Thanks for your feedback, the things you outline has been in my thoughts in relation to a workaround on this, but trying to come up with a sensible workaround that respects any type of filter on any table seems like something I could spend a week or two developing and may still be prone to wrong counts in edge situations.

Maybe ElasticSearch has counts of total results, even if there's a limit applied and this could be included in results as a decent workaround? We use ElasticSearch for most queries, as the default filters are too limited anyways.

RossWilliams commented 5 years ago

Elastic does provide this information, you can access it in the resolver template with: $ctx.result.hits.total.

There is a difficult disconnect between graphql and dynamodb development mindset. Dynamo DB requires planning of most access patterns in the design phase, while graphql makes an iterative approach seem straightforward. While amplify backed by dynamodb does offer some flexibility, it does require more ahead of time planning than other platforms, in this case with aggregates. If you know your aggregates now, and know they are stable, development of lambdas is doable. Solving the general case sounds much more difficult as long as your data is backed by dynamodb.

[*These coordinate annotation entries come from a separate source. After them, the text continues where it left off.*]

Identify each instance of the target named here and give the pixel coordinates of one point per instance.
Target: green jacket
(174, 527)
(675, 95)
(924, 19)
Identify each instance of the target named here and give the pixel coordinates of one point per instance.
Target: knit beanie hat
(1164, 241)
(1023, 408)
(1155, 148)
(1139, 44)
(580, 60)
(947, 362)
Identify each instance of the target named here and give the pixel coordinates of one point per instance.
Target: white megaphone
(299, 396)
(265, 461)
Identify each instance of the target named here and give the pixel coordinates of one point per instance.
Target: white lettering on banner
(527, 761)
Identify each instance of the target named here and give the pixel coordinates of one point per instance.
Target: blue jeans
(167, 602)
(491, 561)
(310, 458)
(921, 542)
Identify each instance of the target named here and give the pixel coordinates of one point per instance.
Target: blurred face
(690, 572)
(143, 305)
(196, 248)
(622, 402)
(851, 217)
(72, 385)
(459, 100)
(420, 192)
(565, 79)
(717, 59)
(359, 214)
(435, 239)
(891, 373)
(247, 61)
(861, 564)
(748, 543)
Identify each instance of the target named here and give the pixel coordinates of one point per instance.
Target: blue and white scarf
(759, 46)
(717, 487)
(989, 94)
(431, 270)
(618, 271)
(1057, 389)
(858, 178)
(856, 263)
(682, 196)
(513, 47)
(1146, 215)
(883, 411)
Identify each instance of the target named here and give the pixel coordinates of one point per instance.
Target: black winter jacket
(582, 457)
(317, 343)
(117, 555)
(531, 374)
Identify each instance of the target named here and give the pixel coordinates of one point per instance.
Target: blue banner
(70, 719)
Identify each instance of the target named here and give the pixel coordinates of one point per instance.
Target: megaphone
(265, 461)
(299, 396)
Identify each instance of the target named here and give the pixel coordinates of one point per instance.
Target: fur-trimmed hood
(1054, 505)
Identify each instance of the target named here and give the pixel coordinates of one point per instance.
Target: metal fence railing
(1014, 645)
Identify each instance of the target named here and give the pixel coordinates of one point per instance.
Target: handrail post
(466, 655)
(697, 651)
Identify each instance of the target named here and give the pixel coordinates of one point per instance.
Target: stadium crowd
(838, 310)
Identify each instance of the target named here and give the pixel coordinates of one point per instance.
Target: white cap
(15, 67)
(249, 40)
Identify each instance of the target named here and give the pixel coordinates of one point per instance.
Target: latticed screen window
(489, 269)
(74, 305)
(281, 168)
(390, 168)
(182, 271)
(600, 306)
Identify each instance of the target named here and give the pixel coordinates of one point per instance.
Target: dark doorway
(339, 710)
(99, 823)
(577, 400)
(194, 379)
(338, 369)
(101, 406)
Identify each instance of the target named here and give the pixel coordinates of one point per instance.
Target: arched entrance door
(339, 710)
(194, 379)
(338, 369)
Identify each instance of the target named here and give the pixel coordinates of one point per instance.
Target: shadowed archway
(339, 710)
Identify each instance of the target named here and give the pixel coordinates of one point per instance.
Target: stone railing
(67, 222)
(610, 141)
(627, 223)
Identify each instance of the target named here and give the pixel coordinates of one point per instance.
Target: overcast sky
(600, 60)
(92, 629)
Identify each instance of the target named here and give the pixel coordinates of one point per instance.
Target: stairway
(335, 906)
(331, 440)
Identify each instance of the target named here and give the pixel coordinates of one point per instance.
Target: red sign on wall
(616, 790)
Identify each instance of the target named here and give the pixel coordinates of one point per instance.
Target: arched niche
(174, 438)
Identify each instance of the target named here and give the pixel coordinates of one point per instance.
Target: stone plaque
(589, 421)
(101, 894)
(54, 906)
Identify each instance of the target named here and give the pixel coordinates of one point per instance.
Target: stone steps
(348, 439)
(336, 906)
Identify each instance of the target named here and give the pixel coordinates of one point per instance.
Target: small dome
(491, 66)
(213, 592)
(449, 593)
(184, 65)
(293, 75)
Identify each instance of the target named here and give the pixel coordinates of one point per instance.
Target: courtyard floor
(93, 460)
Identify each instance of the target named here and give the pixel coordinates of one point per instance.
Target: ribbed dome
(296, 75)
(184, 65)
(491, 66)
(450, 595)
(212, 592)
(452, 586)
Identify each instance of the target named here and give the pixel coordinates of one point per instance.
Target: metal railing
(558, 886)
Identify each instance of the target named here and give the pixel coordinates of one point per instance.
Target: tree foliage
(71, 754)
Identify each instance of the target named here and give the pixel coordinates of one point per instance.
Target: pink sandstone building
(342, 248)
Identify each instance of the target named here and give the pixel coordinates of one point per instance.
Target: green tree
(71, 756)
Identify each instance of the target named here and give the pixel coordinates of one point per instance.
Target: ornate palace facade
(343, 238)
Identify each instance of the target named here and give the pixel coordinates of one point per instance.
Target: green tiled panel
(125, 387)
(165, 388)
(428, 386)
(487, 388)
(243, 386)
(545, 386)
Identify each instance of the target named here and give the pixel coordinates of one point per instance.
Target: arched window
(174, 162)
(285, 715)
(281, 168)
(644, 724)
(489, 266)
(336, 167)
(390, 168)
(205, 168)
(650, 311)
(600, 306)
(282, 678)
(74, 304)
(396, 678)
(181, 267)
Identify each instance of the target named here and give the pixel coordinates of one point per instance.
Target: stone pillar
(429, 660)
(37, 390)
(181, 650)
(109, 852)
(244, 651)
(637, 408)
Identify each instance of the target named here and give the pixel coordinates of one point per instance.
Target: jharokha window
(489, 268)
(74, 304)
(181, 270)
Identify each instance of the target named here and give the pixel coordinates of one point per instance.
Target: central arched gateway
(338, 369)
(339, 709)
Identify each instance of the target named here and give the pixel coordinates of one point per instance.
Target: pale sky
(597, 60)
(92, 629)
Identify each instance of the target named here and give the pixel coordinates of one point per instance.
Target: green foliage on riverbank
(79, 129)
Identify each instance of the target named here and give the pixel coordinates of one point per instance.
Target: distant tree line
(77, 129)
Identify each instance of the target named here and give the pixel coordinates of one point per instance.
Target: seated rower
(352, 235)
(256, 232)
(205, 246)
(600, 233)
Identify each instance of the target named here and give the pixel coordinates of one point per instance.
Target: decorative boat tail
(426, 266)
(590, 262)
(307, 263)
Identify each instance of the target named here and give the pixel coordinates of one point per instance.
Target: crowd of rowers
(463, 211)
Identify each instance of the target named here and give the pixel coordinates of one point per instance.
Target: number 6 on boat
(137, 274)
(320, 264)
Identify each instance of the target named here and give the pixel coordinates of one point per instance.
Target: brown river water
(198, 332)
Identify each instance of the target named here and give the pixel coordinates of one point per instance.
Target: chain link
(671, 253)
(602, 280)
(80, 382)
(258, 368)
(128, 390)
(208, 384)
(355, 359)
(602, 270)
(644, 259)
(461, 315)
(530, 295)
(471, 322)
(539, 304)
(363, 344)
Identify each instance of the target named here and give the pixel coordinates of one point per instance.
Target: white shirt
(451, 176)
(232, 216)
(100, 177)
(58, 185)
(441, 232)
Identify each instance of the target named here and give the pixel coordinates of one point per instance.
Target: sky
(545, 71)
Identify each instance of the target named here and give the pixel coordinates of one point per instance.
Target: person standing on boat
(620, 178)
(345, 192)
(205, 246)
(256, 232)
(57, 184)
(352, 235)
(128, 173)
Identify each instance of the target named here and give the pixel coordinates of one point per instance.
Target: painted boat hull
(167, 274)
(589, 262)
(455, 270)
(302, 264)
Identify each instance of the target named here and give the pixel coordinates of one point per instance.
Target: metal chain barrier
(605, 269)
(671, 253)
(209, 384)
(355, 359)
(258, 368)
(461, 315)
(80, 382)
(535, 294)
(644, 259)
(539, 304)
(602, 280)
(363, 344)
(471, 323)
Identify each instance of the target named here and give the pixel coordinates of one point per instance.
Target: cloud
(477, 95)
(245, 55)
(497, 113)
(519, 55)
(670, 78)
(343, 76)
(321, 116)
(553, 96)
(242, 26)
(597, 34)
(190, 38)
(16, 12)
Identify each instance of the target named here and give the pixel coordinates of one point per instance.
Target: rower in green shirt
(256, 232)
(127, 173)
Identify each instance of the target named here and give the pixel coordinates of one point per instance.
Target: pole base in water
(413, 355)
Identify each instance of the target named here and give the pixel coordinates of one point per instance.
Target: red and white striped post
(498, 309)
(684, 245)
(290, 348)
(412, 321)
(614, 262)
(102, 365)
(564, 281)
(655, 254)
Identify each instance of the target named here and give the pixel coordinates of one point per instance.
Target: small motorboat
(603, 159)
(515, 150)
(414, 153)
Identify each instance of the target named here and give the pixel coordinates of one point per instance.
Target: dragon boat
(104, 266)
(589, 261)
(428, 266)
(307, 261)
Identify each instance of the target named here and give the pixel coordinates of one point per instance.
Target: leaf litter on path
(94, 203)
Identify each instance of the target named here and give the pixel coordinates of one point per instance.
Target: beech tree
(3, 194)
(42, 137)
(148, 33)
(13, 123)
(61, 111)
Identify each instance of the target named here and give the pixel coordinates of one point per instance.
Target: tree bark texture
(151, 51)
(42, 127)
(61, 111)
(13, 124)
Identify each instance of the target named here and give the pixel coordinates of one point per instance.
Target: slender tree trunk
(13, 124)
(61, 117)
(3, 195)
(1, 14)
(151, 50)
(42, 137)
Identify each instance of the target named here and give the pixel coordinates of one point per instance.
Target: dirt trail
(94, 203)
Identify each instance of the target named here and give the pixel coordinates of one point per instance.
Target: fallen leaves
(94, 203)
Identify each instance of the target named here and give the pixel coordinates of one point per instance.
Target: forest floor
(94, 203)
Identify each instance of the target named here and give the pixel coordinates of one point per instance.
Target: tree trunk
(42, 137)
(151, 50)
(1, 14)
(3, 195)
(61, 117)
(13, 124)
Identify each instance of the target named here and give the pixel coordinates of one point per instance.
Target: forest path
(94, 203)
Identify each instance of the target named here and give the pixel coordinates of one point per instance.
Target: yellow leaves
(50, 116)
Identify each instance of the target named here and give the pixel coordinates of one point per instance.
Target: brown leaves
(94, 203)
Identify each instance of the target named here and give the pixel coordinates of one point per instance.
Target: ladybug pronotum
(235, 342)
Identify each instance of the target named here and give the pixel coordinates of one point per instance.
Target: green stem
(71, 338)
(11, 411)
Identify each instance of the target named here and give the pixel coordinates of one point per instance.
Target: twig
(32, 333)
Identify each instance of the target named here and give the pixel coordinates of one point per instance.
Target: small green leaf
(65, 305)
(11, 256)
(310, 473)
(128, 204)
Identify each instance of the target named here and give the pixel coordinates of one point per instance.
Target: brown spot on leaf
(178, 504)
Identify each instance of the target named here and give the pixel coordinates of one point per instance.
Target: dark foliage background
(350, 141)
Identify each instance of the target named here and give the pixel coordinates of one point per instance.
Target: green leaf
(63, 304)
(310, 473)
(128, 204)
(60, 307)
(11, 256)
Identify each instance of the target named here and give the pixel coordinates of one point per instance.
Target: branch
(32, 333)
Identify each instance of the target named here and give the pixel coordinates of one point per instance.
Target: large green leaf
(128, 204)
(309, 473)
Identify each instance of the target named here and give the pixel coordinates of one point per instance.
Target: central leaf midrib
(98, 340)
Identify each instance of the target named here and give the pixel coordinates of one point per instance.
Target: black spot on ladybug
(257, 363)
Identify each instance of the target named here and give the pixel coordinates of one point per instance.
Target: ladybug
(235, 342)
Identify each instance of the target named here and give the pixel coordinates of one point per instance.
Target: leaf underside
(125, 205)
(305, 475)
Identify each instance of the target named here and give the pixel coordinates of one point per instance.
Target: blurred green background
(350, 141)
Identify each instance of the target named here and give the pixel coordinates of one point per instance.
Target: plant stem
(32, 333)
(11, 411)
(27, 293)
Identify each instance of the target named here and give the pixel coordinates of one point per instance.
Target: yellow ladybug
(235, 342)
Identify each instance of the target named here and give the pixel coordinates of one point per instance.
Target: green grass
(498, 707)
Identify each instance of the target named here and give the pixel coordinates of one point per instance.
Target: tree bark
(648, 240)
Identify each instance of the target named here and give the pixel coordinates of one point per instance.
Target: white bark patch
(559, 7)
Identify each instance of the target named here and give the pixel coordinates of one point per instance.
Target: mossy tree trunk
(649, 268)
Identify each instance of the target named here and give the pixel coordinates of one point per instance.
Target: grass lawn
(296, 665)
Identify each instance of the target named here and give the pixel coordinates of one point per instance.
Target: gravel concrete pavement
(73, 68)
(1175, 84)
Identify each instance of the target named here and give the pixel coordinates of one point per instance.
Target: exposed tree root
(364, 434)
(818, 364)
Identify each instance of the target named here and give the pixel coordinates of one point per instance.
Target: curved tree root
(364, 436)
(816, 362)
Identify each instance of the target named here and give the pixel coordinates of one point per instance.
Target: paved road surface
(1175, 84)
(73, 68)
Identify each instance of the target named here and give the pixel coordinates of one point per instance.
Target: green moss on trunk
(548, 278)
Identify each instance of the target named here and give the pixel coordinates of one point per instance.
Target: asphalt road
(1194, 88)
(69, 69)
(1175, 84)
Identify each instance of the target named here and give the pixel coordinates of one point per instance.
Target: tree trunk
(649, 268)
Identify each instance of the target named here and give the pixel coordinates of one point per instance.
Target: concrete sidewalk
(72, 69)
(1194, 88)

I agree that it would be helpful to have templates to speed up creation of lambda aggregate creators (including backfilling data).

houmark commented 5 years ago

Elastic does provide this information, you can access it in the resolver template with: $ctx.result.hits.total.

That sounds promising. Any hints on how I could create a @function directive to map to a resolver returning the total hits, without having to overwrite my default resolvers? I have not yet done any custom resolvers or overwritten in this project and I'm trying to avoid that. I have done a few @function directives that run a Lambda for other things (and that works well).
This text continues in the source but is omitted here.